Earlier this year the National Institute of Health and Care Excellence (NICE) issued new guidelines regarding the use of rituximab, also known as mabthera, in treating Wegener's Granulomatosis (GPA).
After a consideration period of almost a year, NICE concluded that rituximab, used in conjunction with steroids, is an option for treating ANCA vasculitis. NICE had originally rejected the use of rituximab to fight ANCA vasculitis.
Vasculitis UK campaigned vigorously to have that original decision overturned, and they successfully helped to show that rituximab was not just as good as conventional treatment, but is superior for many patients. I certainly know this to be true in the case of my wife Alicia, as the rituximab was the only treatment that worked for her after everything else failed.

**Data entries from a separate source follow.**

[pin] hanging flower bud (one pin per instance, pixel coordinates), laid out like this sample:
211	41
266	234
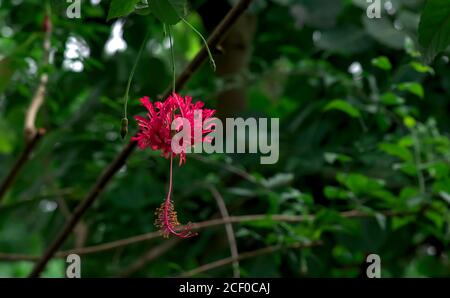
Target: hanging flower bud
124	128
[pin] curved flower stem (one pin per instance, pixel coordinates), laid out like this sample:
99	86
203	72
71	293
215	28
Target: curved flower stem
211	59
166	218
124	125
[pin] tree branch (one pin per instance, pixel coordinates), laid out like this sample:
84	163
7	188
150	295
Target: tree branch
20	162
32	134
228	228
39	96
196	226
116	164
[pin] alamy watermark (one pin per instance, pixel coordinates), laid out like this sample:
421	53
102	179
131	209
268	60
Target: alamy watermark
238	135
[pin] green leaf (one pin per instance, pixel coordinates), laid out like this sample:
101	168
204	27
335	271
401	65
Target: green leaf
391	99
397	151
169	11
6	72
332	192
343	40
434	28
121	8
419	67
382	62
341	105
359	183
411	87
384	32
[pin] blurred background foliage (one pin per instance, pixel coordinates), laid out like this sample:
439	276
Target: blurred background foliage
363	121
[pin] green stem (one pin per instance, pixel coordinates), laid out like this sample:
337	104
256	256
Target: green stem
211	59
130	78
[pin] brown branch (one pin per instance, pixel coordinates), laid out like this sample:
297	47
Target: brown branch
247	255
39	96
228	228
150	256
116	164
20	162
32	134
196	226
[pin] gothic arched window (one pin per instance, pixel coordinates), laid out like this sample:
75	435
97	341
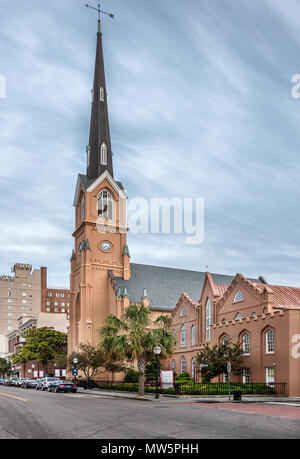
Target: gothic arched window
193	335
246	343
101	94
82	208
103	154
270	339
183	336
238	316
182	365
238	297
208	319
105	205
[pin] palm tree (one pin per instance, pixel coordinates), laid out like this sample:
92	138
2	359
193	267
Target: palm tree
134	335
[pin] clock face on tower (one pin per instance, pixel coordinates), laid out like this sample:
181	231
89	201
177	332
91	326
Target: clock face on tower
106	246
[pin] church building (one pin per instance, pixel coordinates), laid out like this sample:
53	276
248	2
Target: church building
206	308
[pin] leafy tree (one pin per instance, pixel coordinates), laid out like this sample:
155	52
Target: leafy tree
150	371
131	376
213	360
4	366
92	361
42	344
133	336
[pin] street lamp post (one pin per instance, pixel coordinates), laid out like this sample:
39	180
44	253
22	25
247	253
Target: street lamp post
157	351
75	361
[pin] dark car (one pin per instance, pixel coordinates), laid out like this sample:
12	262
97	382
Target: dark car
62	386
29	384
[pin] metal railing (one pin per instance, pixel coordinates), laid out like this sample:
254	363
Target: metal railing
254	388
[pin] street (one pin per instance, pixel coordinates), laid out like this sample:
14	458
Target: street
31	414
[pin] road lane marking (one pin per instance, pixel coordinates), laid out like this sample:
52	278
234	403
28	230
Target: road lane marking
13	396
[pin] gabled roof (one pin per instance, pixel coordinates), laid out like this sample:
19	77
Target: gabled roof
285	297
90	184
165	285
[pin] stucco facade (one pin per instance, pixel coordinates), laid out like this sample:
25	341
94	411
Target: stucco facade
268	324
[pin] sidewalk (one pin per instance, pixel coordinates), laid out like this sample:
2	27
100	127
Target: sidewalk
188	398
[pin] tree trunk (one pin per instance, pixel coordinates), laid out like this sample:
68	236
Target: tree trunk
142	367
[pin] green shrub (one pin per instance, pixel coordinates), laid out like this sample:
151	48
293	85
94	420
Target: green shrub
131	376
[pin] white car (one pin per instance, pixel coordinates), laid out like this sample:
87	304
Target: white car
47	381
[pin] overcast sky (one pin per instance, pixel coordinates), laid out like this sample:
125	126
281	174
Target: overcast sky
200	106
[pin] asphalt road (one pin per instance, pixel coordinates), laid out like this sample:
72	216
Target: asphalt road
26	414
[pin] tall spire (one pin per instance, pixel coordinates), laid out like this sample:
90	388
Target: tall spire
99	154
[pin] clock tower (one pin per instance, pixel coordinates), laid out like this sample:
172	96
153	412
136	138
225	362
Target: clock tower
100	249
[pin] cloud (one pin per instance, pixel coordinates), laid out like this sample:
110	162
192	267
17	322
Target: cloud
200	106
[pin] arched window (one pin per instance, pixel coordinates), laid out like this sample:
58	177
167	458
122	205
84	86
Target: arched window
82	208
270	341
103	154
208	319
193	368
182	312
174	366
101	94
183	336
105	205
238	297
193	335
246	343
238	316
225	340
182	365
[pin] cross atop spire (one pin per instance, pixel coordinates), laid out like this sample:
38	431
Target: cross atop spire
99	154
99	14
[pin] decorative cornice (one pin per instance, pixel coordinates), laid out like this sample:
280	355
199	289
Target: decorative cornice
245	320
248	285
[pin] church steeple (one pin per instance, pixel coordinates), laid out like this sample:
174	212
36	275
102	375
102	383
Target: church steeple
99	154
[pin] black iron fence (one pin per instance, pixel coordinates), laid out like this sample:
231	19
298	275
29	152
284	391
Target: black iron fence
191	388
194	388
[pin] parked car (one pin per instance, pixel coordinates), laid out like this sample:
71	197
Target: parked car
39	384
29	384
62	386
44	383
24	382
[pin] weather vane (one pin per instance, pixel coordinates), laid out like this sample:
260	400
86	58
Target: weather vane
99	11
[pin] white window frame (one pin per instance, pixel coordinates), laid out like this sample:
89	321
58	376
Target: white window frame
183	336
183	364
238	297
103	154
208	318
238	316
270	379
270	343
101	95
246	376
193	335
182	312
174	366
246	343
105	199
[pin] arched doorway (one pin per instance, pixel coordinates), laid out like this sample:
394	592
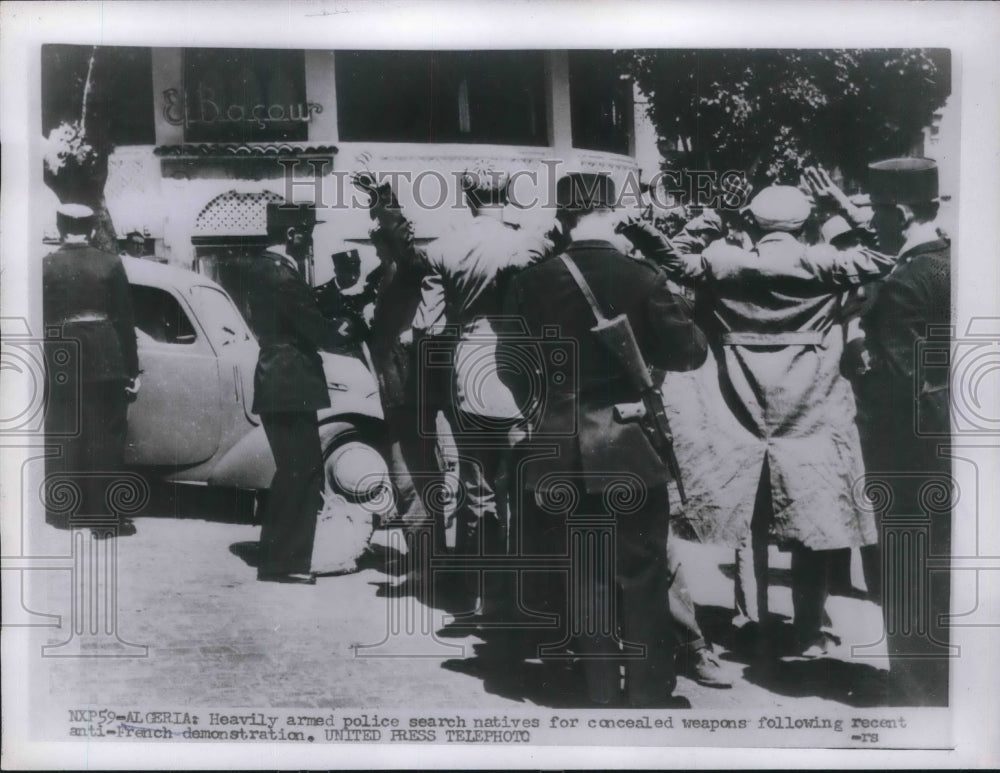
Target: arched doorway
229	232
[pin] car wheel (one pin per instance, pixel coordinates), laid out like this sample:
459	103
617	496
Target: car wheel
355	488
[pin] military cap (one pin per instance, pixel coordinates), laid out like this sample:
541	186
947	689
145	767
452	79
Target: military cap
834	227
485	184
75	219
903	181
585	191
346	258
780	208
281	215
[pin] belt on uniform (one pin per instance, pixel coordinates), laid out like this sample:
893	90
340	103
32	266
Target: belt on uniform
87	316
790	338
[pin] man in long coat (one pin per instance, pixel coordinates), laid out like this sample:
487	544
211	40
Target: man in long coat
579	452
289	387
774	444
85	293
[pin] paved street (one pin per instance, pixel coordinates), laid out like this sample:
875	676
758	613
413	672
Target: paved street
217	637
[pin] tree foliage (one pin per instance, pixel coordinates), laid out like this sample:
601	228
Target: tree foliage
770	112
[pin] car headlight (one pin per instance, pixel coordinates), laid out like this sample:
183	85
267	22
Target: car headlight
359	470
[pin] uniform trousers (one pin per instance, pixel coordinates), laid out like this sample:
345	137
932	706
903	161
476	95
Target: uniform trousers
613	603
90	431
288	527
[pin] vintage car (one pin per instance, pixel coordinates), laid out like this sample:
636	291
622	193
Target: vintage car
193	423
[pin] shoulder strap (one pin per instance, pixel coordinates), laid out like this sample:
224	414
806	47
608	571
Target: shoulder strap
574	271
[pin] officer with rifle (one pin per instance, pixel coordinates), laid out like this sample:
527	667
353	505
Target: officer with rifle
597	427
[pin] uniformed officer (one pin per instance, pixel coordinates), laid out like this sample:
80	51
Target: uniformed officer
289	387
905	410
577	451
85	293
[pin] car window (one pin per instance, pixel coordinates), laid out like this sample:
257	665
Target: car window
160	316
219	316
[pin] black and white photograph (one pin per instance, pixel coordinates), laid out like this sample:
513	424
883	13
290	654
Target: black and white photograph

Vasculitis UK Chairman, John Mills, stated:
"We are very pleased with this final decision, which meets with most, but not quite all of our objectives. We are proud to have been able to have a significant impact on the Committee’s decision. This demonstrates that the patient voice can influence decisions that will have far reaching benefits for many vasculitis patients who might otherwise have been denied the benefits of this beneficial new drug. It also demonstrates the value of working together with medical professionals – a perfect example of patient and professional teamwork”.
There are some caveats on the use of rituximab.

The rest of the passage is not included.